Viewer
A plugin-based viewer for learning Computer Graphics and OpenGL
Viewer Documentation

Introduction

These pages describe the software we use in GRAU-G to implement the exercises.

The software has five major components:

  • A simple Viewer Application that allows you to open and view OBJ files. This viewer is extensible via plugins implementing a simple interface. The idea is that solving an exercise involves writing a plugin. Testing the plugin involves running the viewer and loading the plugin to check its behavior.
  • A Core Library that provides classes to represent a 3D scene: Scene, Object, Face, Vertex, Camera... This library is used by the application and your plugins.
  • A GLWidget Library containg a GLWidget class. The GLWidget class has little OpenGL code. Instead, most of the GLWidget implementation is devoted to enable users to load an arbitrary number of plugins that provide the typical functionalities of a 3D application: setting up the OpenGL state (for example, loading images to be used as textures), loading shaders, drawing the scene by issuing OpenGL rendering calls, and enabling some user interaction (object selection, camera control...).
  • A Plugin Interface that provides the base class for all plugins.
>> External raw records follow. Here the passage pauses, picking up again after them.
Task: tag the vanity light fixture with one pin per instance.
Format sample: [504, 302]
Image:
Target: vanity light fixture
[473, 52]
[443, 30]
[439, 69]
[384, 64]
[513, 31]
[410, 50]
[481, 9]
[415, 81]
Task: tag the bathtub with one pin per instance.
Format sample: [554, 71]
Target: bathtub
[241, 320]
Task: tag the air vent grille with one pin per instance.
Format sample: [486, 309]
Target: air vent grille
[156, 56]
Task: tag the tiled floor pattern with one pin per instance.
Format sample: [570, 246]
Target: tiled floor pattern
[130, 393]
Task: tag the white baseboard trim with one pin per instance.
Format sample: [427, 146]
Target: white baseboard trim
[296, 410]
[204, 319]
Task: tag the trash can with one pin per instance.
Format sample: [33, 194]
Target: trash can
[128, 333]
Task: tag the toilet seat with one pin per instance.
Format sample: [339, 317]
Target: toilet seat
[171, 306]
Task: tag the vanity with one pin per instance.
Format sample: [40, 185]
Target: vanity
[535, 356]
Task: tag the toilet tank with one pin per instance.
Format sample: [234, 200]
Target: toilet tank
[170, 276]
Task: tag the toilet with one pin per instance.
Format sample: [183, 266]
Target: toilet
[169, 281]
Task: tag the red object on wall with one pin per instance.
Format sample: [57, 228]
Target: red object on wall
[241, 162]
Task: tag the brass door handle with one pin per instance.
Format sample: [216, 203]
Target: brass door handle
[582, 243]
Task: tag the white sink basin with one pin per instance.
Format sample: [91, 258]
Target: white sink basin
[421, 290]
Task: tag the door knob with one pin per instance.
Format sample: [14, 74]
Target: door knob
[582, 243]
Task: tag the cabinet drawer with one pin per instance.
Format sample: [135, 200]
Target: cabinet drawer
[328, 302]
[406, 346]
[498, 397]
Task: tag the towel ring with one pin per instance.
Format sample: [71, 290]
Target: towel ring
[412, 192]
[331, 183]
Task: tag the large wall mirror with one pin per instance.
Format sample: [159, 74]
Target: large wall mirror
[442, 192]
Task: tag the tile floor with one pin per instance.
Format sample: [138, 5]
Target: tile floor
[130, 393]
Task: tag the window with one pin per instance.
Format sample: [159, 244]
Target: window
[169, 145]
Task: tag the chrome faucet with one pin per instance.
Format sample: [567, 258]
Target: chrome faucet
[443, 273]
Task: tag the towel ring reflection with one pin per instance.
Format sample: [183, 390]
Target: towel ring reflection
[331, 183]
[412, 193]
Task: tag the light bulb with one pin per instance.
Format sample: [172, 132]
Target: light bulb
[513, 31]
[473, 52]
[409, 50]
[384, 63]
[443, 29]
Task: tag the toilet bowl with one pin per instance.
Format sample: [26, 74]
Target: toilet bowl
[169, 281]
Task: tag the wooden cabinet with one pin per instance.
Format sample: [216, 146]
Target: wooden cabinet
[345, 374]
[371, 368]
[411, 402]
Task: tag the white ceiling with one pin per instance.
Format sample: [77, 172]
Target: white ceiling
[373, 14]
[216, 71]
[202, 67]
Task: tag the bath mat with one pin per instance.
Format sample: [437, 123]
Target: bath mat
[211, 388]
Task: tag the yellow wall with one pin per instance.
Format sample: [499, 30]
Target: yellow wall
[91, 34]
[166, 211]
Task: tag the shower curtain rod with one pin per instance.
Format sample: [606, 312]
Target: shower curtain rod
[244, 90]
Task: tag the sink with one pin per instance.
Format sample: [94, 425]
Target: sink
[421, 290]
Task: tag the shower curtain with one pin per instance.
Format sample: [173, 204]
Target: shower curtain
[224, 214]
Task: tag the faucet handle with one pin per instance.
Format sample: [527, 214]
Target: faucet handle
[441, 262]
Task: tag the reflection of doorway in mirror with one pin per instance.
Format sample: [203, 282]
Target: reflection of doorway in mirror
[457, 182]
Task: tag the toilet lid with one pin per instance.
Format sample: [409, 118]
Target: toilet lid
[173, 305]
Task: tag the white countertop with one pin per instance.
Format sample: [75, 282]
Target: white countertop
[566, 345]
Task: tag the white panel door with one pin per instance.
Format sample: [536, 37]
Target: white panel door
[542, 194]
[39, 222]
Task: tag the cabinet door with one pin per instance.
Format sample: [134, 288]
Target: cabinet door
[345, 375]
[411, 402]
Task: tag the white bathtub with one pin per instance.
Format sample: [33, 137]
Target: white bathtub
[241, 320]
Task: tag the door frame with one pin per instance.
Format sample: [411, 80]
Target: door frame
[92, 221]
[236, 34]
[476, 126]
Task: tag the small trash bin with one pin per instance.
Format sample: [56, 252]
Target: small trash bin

A default (do nothing) implementation is provided for all methods, so most plugins need to override very few methods (typically onPluginLoad(), onObjectAdd(), and a subset of preFrame(), postFrame, drawScene() and paintGL(). Within a plugin, you can use the scene() and camera() methods to access the Scene and the Camera. You can also access the GLWidget with glwidget().
  • Some Plugin examples that provide basic functionality for the viewer.

Rules

Please remember that you should *not* edit any of the viewer files (viewer/app/, viewer/core/, viewer/glwidget/, viewer/interfaces/). All exercices must be completed by creating new plugins (from scracth, or by modifying a copy of one of the plugin examples provided) within the plugin/ folder.